Gore gave songwriting a rest for his solo EP, an insubstantial 12-inch of obscure cover versions. (The traditional “Motherless Child” and Sparks’ “Never Turn Your Back on Mother Earth” are the most familiar songs in his repertoire; other selections come from Durutti Column and Tuxedomoon.) Skillful but occasionally running too contrary to the material, Counterfeit demonstrates two things: that Gore can carry a tune and that he has no artistic ambitions beyond Depeche Mode’s usual style.
Long before he bailed out of the band, Wilder began exploring extracurricular opportunities under the name Recoil. He unveiled the side project in 1986 with 1 + 2, a British 12-inch that he later expanded and reissued as the longwinded Hydrology and 1 + 2. Accented with ephemeral electronic and vocal noises, the monotonous instrumentals drone aimlessly in several idioms: loud synthesizers, soft synthesizers, pinging synthesizers, chanted vocals and piano.
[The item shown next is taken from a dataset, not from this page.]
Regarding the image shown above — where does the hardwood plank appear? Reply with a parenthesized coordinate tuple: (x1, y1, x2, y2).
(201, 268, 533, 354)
The first track recalls Tubular Bells, and that’s the record’s most provocative feature.
Returning to Recoil in ’92, Wilder made the seven-track Bloodline, using such guest vocalists as would-be rapper Moby, Diamanda Galás, Toni Halliday of Curve and a sample of the late bluesman Bukka White. Only sporadically song-like (the title track, sung by Halliday, is an ominous storm cloud of distortion that resolves into a sunny day), the collection favors engrossing ambient exercises with dialogue loops, clattering, atmospheric electronic music and firm clock beats that don’t lead anywhere. Bloodline hardly sounds like the future for an international pop star, but it does fill the background with enough intriguing sounds to be a keeper.
Trans-Mode Express is a tribute album in which a subdirectory of techno bands covers DM songs.